Des actions inutiles voire nuisibles
Et puis après, une fois qu’on sait tout ça, qu’est-ce qu’on fait ? On se dit enfin que la prison ne sert à rien, sinon à tuer ? Pas tout à fait. Le conservatisme a malheureusement la tête dure. Les politicards s’embourbent en choisissant de gaver les détenus de psychotropes en tout genre (peu importe la légalité pourvu que ça calme), d’isoler les sujets les plus à risque, de créer des monstres institutionnels comme les hôpitaux-prisons 2.
Et puisque ça ne suffit toujours pas, ils en rajoutent avec des caméras dans les cellules, des draps déchirables pour éviter la pendaison, etc.
Mais tout ça n’empêchera en rien que les gens incarcérés meurent à petit feu. Et cela d’autant plus que la répression s’aggrave et que les peines s’allongent…
En quoi la prison tue
Les contraintes du milieu carcéral ont des effets propres et peuvent engendrer des troubles de toutes sortes, en partie liés au défaut d’interactions avec l’environnement. On aura beau faire toutes les études du monde pour voir qui est le plus exposé au suicide, mettre des dispositifs aussi loufoques qu’hypertechniques, on ne changera pas le cadre de la prison.
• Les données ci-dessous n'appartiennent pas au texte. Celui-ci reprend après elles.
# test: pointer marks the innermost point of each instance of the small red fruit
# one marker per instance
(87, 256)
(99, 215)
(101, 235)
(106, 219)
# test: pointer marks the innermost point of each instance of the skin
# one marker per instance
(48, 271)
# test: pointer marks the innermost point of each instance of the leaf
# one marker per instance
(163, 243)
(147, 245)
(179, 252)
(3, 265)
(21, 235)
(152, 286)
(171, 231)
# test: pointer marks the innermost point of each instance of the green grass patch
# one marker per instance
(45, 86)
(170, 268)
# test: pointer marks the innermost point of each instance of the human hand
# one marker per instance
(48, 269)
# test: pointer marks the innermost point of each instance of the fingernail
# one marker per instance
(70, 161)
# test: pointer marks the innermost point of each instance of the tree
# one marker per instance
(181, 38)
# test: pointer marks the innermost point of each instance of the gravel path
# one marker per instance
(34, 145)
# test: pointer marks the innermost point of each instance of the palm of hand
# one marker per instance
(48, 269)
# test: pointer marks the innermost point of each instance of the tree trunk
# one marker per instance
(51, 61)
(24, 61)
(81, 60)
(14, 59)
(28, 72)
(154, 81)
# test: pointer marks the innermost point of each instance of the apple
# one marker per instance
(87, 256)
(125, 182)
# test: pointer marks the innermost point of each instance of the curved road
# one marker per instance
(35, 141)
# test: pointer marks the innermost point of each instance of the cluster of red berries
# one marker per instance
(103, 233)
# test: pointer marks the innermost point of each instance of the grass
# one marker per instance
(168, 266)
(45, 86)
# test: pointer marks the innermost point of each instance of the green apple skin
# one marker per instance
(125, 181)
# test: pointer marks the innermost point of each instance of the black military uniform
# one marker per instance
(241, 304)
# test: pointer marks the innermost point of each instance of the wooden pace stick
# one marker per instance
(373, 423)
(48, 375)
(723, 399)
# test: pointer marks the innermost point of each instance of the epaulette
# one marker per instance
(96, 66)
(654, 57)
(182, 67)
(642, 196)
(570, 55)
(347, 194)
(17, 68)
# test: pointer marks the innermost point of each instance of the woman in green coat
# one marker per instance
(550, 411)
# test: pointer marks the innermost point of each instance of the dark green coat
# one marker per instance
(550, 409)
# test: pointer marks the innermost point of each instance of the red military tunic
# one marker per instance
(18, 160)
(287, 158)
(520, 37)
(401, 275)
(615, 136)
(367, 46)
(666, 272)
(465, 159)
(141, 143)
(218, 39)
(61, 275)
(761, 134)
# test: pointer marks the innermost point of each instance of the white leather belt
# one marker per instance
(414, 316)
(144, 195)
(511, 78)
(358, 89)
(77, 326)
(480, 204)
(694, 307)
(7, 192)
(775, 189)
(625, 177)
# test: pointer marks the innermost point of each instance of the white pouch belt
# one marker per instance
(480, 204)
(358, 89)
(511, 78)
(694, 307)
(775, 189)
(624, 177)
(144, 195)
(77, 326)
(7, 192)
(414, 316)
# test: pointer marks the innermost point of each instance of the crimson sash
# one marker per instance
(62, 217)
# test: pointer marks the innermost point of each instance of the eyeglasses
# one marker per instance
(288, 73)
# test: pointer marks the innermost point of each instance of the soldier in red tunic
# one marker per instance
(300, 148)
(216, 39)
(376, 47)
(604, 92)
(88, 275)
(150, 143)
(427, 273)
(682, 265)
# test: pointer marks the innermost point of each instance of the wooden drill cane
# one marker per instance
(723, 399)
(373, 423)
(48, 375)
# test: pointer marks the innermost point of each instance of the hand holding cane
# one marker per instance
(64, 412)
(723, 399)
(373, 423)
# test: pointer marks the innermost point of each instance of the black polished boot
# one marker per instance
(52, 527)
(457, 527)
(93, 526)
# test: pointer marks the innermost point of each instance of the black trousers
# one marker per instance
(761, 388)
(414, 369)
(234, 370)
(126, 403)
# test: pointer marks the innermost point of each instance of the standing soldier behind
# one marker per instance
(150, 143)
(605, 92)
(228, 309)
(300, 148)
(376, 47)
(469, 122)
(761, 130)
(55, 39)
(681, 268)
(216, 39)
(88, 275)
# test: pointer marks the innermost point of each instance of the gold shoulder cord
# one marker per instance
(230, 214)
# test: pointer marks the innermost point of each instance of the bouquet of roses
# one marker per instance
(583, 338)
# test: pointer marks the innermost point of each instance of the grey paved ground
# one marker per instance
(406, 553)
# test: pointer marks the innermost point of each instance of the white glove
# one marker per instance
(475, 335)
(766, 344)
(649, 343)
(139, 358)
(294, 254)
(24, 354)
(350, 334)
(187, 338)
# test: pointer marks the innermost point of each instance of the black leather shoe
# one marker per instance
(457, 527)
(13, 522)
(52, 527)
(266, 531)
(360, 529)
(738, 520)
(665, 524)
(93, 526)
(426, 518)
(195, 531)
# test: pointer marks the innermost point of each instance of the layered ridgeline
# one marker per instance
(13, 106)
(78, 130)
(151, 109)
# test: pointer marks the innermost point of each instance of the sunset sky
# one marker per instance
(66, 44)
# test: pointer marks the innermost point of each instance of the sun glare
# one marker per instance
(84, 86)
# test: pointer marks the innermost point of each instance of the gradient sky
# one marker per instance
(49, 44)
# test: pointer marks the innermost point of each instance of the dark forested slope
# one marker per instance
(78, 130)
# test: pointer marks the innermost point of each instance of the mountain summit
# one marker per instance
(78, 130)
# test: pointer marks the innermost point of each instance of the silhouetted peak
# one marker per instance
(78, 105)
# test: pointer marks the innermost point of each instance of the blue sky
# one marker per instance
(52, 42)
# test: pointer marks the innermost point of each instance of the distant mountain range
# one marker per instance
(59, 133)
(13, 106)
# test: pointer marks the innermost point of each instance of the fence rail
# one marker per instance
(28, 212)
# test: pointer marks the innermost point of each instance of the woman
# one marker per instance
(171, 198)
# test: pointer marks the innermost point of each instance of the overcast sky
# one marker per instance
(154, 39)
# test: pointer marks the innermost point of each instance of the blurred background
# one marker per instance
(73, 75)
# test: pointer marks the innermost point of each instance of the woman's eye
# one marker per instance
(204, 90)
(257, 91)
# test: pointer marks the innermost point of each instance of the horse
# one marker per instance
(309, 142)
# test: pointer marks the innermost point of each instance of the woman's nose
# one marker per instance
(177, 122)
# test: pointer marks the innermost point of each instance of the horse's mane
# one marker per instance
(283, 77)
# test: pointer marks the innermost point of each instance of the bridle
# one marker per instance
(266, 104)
En effet, le cadre de la prison est celui de la contrainte. Ou plutôt des contraintes. L’espace se rétrécit, le temps s’allonge et le corps est meurtri. Ainsi, l’espace éprouvé au quotidien est un espace clos, fermé, qui ne peut être ouvert que par l’autre (le surveillant qui détient les clés), un espace subi, figé, où l’autre fait intrusion à tout moment (l’œilleton comme métaphore du regard de l’autre auquel on ne peut se soustraire), un espace angoissant où domine le sentiment d’être pris au piège.
Quant à la contrainte temporelle, elle est double. À la fois quotidienne (l’emploi du temps est régi par l’organisation pénitentiaire), elle s’inscrit aussi dans le temps judiciaire sur lequel ni l’individu ni le système pénitentiaire n’a véritablement de prise.
En ce qui concerne la contrainte du corps, celle-ci résulte des deux autres. Étriqué, le corps perd toute intimité, jusque dans ses pensées. L’impression d’être constamment surveillé, la crainte des fouilles corporelles et l’humiliante promiscuité rendent le corps totalement dépossédé.
Ces multiples attaques peuvent effectivement le fragiliser jusqu’à la décompensation pathologique et/ou jusqu’au suicide.
Voilà pourquoi il faut couper le mal à la racine et détruire toutes les prisons. Les anarchistes ne le répéteront jamais assez : Feu à l’État, feu aux prisons !
Romain, groupe Sanguin (14) de la Fédération anarchiste
1. Commission d’enquête de l’Assemblée nationale. Situation dans les prisons françaises, documents d’information de l’Assemblée nationale, 2000, n° 2521.
2. UHSA pour « Unité hospitalière spécialement aménagée » dont la première a vu le jour à Lyon en mai 2010.